The idea for Kiva sprang from a 2004 trip the Flannerys took to rural Africa, where Jessica was working for the Village Enterprise Fund (VEF), an organization that had funded many small businesses. Back in the United States, they looked for a way to help individual lenders participate in the microfinance process and enlisted a VEF coordinator to help administer their first loans. By the end of Kiva’s first year, in early summer 2006, it had partnerships with 13 microfinance organizations on four continents.
 



Eos airlines fills a luxury trans-Atlantic niche with more than caviar and champagne—large amounts of personal space. Photo courtesy of Eos Airlines

Cocoon for Jet Set

Anyone who’s flown the red-eye from New York to London well remembers the agony of dawn’s rosy fingernails scratching the morning sky. Enter Eos Airlines—namesake of the goddess of dawn—a pricey, premium flight service founded by David Spurlock, MBA ’94, to soothe trans-Atlantic travelers with sleep, solicitude, and space.

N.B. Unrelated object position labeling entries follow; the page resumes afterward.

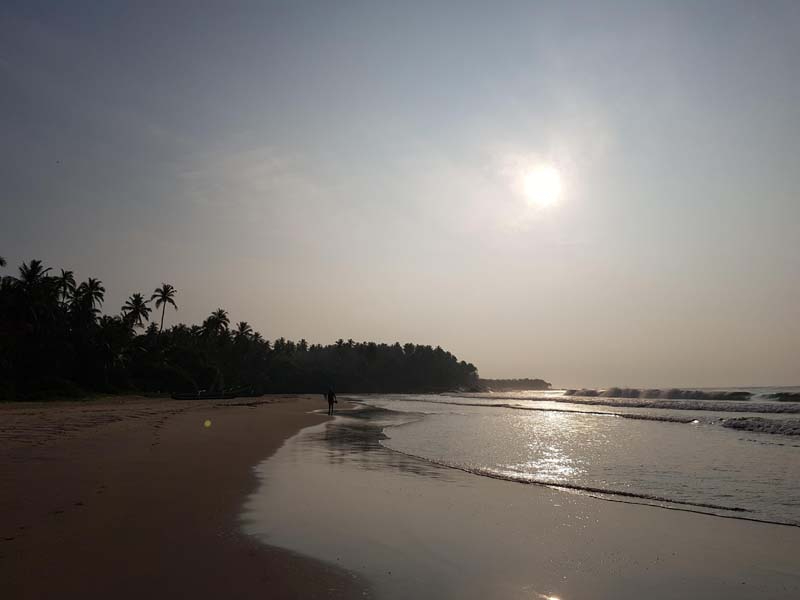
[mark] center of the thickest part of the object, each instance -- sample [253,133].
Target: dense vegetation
[54,342]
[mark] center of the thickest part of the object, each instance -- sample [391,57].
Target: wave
[761,425]
[600,493]
[704,405]
[669,394]
[638,417]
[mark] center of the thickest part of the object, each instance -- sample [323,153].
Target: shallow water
[676,458]
[416,529]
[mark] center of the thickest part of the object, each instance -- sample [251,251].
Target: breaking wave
[761,425]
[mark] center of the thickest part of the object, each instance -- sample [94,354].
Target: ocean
[539,495]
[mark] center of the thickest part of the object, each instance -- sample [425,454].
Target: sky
[330,170]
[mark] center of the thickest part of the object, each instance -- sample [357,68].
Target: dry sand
[137,498]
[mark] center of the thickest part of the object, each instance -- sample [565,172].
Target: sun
[542,185]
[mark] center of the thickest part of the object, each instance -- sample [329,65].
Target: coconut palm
[243,331]
[217,322]
[32,274]
[90,294]
[163,296]
[65,285]
[136,311]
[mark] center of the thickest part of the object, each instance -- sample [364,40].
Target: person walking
[331,400]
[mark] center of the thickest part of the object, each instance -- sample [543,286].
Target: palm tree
[136,311]
[243,330]
[163,296]
[217,322]
[65,284]
[33,273]
[91,294]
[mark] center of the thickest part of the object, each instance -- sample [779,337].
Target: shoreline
[424,530]
[131,497]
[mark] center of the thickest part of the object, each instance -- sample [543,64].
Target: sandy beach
[134,497]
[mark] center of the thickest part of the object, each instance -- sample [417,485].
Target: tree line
[55,342]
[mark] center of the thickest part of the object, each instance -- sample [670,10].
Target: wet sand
[137,498]
[418,530]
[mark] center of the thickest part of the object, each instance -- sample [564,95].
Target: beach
[434,525]
[135,497]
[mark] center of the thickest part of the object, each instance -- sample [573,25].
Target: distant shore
[133,497]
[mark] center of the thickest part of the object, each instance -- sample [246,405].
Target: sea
[733,458]
[542,495]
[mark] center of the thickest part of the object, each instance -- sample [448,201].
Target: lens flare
[542,185]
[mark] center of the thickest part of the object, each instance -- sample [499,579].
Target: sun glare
[542,185]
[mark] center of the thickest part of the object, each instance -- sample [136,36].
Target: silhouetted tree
[136,311]
[54,342]
[163,296]
[65,283]
[217,322]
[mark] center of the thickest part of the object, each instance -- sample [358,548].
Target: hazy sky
[353,169]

Spurlock, a veteran of British Airways, designed and outfitted Eos’ Boeing 757s, originally intended for 220 people, with specially designed seats (or “suites”) for 48. Each passenger is allotted 21 square feet, which includes a seat that folds flat into a bed, an ottoman for guest seating, and room for a small conference table between the two. The airline’s innovative seat design won a 2006 “Red Dot” award from the Design Zentrum Nordrhein Westfalen in Essen, Germany. Learn more at eosairlines.com.
 


C’mon, Get a Grip

If there is anything more frustrating than climbing to the top of an extension ladder to hang a picture and then hearing the clink of the metal hook as it hits the floor, don’t tell the person teetering on the ladder. But help is on the way. Andre Woolery, MBA ’06, has come to the rescue with the Magnogrip magnetic wristband, an adjustable strap loaded with magnets that holds nails, screws, drill bits, and other small metal objects that tend to get dropped or misplaced during the course of a do-it-yourself project. Made of heavy-duty canvas with velcro closures, the Magnogrip is strong enough to hold a hammer. It is available at selected hardware stores and through Woolery’s company, MDG Tools, at mdgtools.com.
 


Sporting Vacations

Somewhere along the typical path from college to biz school, Alain Chuard, a second-year MBA student, stepped off long enough to become a pro snowboarder and cofound adventure travel company Access Trips. While he finishes school, Chuard has taken a low-profile role as a director of the company, which arranges small-group instruction in surfing, kayaking, mountain biking, skiing, snowboarding, and rock climbing in exotic locales. Among the company’s offerings: bicycling the “world’s longest downhill” from Tibet to Nepal and catching a wave near the Sahara in Morocco. See AccessTrips.com.
 


No Hassle, Good Eats

Three Business School alums are tapping into the trend for meal assembly services for time-starved families, according to the San Francisco Chronicle and East Bay Business Times. Lisa Alumkal, a former brand manager at Safeway, and classmate Sam Lee, MBA ’91, set up Full Plate in Walnut Creek, Calif., where customers can reserve meals in advance to pick up whole or partially assemble themselves. Jeff Stevens, MBA ’90, and his wife, Jami, started a similar business, Deeelish, in Menlo Park. Both Alumkal and Stevens say they must meet the Bay Area’s high food standards. Says Alumkal, “Listening to customers is key.”